In the year 2008, a surrogacy case came forward named as ‘The Manji case’ in which a baby Manji was born through surrogacy to a Japanese couple. The couple got separated before the birth of the child. The father was barred from taking the custody of the child as Indian Law bars single man from taking custody of a girl child and the Japanese Law did not recognize surrogacy. However the baby after that got the visa but the case underscored the need for a framework to regulate surrogacy in India. Therefore the above case can be said to be the genesis of the Assisted Reproductive Techniques (Regulation) Bill, 2014.

The existing rules state that any foreign couple seeking to enter into a surrogacy arrangement in India must be a ‘man or woman who are duly married and further the marriage should be sustained at least for two years’.

The number of foreign couples approaching India, looking for legal and uncomplicated methods of parenthood has risen in the recent years. The cost of surrogacy in India is generally $18000 to $30000 out of which the surrogate mother gets around $8000. One of the reasons for surrogacy being an easy process in India is poverty, as overseas couples find it very easy to rent a womb in India as many women earn a major part of their livelihood through surrogacy only.

The new guidelines issued by Indian Government for Commercial Surrogacy:

Saddened by the present situation, the Indian Government moved a petition in the year 2015 to ban commercial surrogacy, a service in India restricting it only to needy infertile Indian Couples. The research of the current conditions shows that one of the most disturbing reasons compelling a ban on commercial surrogacy is that many surrogate mothers do not have health insurance and are paid poorly.

The guidelines issued by the New Bill are as follows:

1. The Surrogacy Clinics, ART Clinics, IVF Clinics or any other clinical establishment, offering surrogacy services will not impose human embryo for offering surrogacy services or in connection thereto.

2. No visa should be issued by the Indian mission/ Posts to foreign nationals intending to visit India for commissioning surrogacy.

3. No permission should be granted by the Foreigners Regional Registration Officers (FRRO)/FRO to Overseas Citizen of India (OCI) cardholders to commission surrogacy in India.

4. No exit permission should be granted by the FRRO/FROs to the child/children born through surrogacy to foreign nationals including OCI cardholders. However, for child or children already born through surrogacy on or before the issue of this circular, the question of exit permission will be decoded by the FRRO/FRO on case to case basis.
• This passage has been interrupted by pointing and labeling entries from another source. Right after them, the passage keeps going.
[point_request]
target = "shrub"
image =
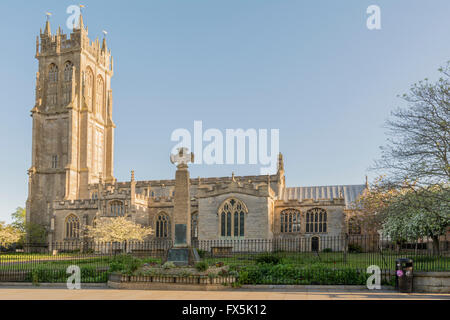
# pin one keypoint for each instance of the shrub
(201, 253)
(268, 258)
(355, 248)
(202, 266)
(168, 265)
(294, 274)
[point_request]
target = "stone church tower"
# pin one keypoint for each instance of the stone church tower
(73, 131)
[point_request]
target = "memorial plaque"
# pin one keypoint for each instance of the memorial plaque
(180, 234)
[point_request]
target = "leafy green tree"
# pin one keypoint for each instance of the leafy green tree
(418, 147)
(415, 214)
(31, 232)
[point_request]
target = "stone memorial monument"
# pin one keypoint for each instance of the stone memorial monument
(182, 253)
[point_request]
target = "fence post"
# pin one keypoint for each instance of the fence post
(345, 247)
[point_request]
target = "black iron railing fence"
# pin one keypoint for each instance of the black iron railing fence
(290, 258)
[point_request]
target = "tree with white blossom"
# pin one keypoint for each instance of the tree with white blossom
(9, 234)
(118, 229)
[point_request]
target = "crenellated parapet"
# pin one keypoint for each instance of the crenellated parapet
(48, 44)
(84, 204)
(257, 189)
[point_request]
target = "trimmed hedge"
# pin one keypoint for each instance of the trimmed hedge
(292, 274)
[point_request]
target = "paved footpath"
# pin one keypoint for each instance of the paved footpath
(33, 293)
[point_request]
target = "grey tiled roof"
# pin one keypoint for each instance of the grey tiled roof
(350, 192)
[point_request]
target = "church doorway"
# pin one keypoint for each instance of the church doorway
(315, 244)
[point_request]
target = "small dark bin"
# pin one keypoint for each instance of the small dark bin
(404, 275)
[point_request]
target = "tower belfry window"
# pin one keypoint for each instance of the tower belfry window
(54, 161)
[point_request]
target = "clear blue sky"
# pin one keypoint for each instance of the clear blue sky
(308, 68)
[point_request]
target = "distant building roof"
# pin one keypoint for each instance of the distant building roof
(350, 193)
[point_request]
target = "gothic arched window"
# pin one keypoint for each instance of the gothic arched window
(72, 227)
(290, 220)
(194, 225)
(68, 67)
(232, 218)
(53, 73)
(67, 85)
(52, 88)
(354, 226)
(162, 226)
(116, 209)
(89, 85)
(316, 220)
(100, 97)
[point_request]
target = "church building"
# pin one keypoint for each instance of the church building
(71, 178)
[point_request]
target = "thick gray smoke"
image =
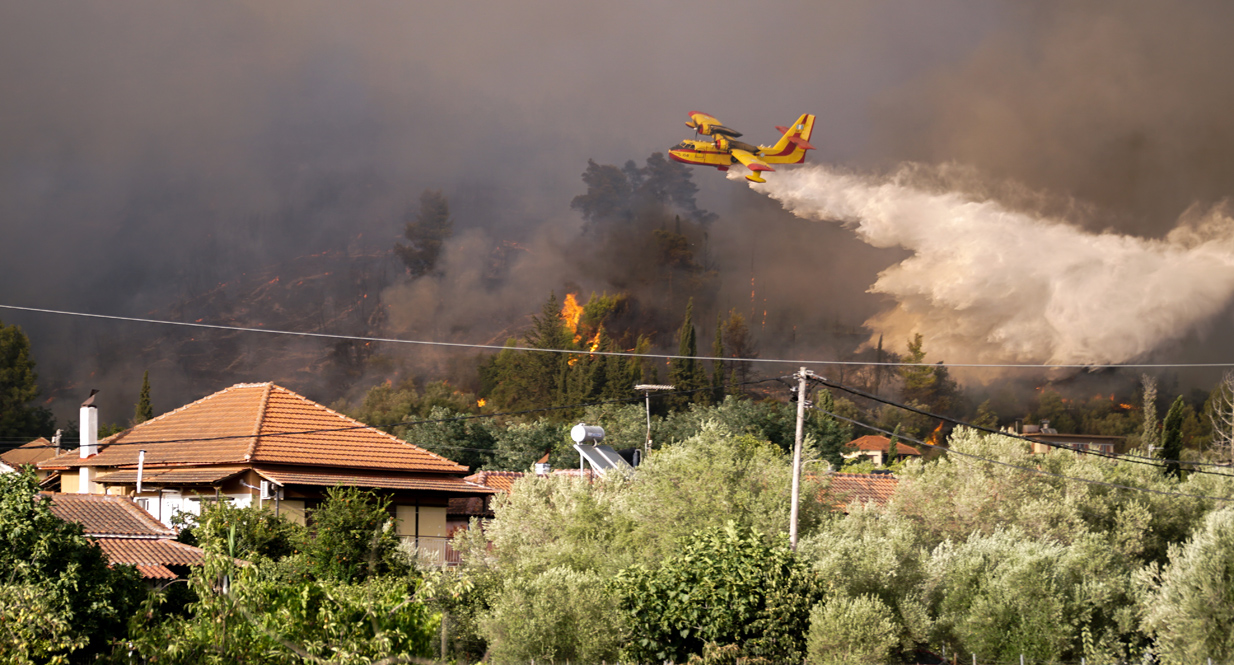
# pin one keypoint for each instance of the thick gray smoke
(993, 285)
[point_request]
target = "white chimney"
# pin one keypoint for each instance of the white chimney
(89, 417)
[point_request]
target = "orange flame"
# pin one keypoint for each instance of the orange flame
(570, 313)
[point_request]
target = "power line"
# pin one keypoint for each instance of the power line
(622, 354)
(407, 423)
(1132, 459)
(1029, 469)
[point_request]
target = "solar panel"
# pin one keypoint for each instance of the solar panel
(602, 458)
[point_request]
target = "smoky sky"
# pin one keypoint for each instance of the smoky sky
(149, 151)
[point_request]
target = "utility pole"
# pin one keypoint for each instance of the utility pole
(647, 392)
(796, 455)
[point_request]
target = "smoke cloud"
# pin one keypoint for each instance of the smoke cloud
(989, 284)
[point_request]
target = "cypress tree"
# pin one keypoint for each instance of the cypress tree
(144, 411)
(717, 367)
(1149, 434)
(684, 371)
(1171, 437)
5. Visa if granted after the issue of this circular may be cancelled and applicants may be informed of the position immediately.

6. If the clinics, prior to the issue of the circular, have already initiated any surrogacy process, they will be allowed to complete the processes already started to avoid medical complications. Though, all such cases will approach the state Health Authorities for permission. The State Health Authorities will decide such case on case basis.

Conclusion:

It can be said that this new guideline would have both positive and negative repercussions. It would be unfortunate for a multi-crore industry. As the circular states that if any surrogacy process has started before the circular is issued, in that case the parties would have to approach the State Health Authorities for permission after completion of the other formalities. Similarly it would create problem for the women who have already rented their womb as after the child is born it won’t be easy for them to get the exit permission. However, at the same time it will prevent the cases of trafficking, abandonment of children after birth through surrogacy by restricting it only to needy infertile parents.